En otras partes del mundo, episodios rocambolescos como los protagonizados últimamente por integrantes del gobierno de Néstor Kirchner resultarían más que suficientes como para modificar radicalmente el panorama político nacional, pero parecería que hasta ahora apenas han incidido en las perspectivas electorales de la candidata oficialista, la senadora Cristina de Kirchner. Si bien es de suponer que la mayoría da por descontado que el dinero que encontraron policías en el baño de la en aquel entonces ministra de Economía Felisa Miceli y aduaneros en la valija del venezolano Guido Antonini Wilson procedió de negocios sucios, a juzgar por las encuestas de opinión sigue siendo muy alta la probabilidad de que la esposa del presidente triunfe con facilidad el 28 de octubre. Que éste sea el caso es preocupante. Aunque es posible que, luego de pensarlo, un sector significante de la ciudadanía decida que sería peligroso permitir que un gobierno considerado no sólo corrupto sino también sumamente torpe continuare en el poder, la reacción inicial ante la catarata de escándalos de las semanas últimas ha sido llamativamente pasiva.

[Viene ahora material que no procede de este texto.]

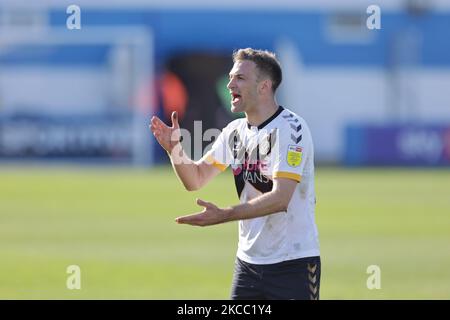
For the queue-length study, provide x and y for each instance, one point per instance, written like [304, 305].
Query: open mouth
[236, 97]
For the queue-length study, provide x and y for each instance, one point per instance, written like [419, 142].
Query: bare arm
[193, 175]
[276, 200]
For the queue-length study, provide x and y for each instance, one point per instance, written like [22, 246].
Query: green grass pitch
[118, 226]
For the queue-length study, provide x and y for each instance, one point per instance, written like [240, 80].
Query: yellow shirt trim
[216, 163]
[288, 175]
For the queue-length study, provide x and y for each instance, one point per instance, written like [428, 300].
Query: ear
[266, 86]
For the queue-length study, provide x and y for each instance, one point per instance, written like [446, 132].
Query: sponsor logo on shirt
[294, 155]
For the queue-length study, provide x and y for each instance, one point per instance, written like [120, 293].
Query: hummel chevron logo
[296, 128]
[296, 139]
[290, 118]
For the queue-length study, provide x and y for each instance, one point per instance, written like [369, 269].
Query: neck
[261, 113]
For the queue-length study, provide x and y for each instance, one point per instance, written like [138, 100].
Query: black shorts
[297, 279]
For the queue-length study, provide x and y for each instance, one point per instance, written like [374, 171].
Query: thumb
[202, 203]
[175, 120]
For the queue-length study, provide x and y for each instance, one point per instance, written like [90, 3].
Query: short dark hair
[265, 61]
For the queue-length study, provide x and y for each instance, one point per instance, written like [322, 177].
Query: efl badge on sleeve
[294, 156]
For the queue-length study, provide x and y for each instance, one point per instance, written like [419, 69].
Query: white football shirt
[281, 147]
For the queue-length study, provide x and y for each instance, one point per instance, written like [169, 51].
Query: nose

Según el candidato opositor, Ricardo López Murphy, la reacción de la sociedad "no es lo que uno esperaría. Algo raro pasa, que no siente náuseas frente a estos episodios", pero la verdad es que distaría de ser sorprendente que una proporción significante del electorado hiciera suyo el principio resumido por el eslogan legendario "roba pero hace", puesto que desde hace décadas es normal que cuando un presidente inicia su gestión jure estar dispuesto a ir a cualquier extremo para derrotar la corrupción y algunos años más tarde se vea acusado de cometer tantos ilícitos como el anterior. Así las cosas, es comprensible que muchos estén convencidos de que por ser irremediablemente corrupta la clase política nacional también lo serán todos los gobiernos, trátese de militares o civiles, populistas o liberales, de suerte que hay que juzgarlos exclusivamente por su manejo de la economía. Puesto que en los más de cuatro años de gestión por parte de Kirchner la Argentina ha crecido mucho y sólo los especialistas entienden que la expansión se ha debido menos a su habilidad o a las bondades del "modelo" que a un boom internacional que ha ayudado a virtualmente todas las economías subdesarrolladas, es sin duda natural que tantos se hayan resistido a dejarse impresionar por los escándalos de corrupción que están multiplicándose a un ritmo alarmante.
Además de manifestar escaso interés por la calidad institucional, la seguridad jurídica y otros temas que inquietan a una minoría, quienes reaccionan con indiferencia frente a lo que está sucediendo no pueden sino tomar en cuenta las dificultades que surgirían si resultara elegido como presidente un candidato opositor aun cuando fuera Roberto Lavagna que, a diferencia de otros aspirantes como López Murphy y Elisa Carrió, no intentaría cambiar el rumbo económico que fue fijado por Eduardo Duhalde. En nuestro país, las transiciones propenden a ser traumáticas, motivo por el que incluso muchos adversarios del gobierno kirchnerista preferirían la continuidad a menos que sintieran que estuviera llevando el país a un desastre. Asimismo, por ser la Argentina un país sin partidos políticos genuinos, no habría garantía alguna de que un gobierno encabezado por dirigentes presuntamente honestos como López Murphy o Carrió fuera capaz de reducir la corrupción a niveles menos indignantes. Después de todo, un presidente nuevo tendría que hacer lo que hizo Kirchner y "construir poder" ensamblando lo que en efecto sería un movimiento propio en base a una coalición variopinta conformada por facciones de la misma clase política al parecer congénitamente corrupta que a partir del 2003 domina el matrimonio actualmente gobernante. Si bien en ocasiones la mayoría de los consultados por los encuestadores ha dado a entender que le encantaría que todos los corruptos terminaran entre rejas, para que esto sucediera sería necesaria una purga vigorosa que afectaría a una multitud de intereses. Puede entenderse, pues, que aunque en teoría muchos apoyarían un esfuerzo resuelto por eliminar la corrupción, en la práctica los más preferirían que el país se ahorrara una experiencia que con toda seguridad sería penosa.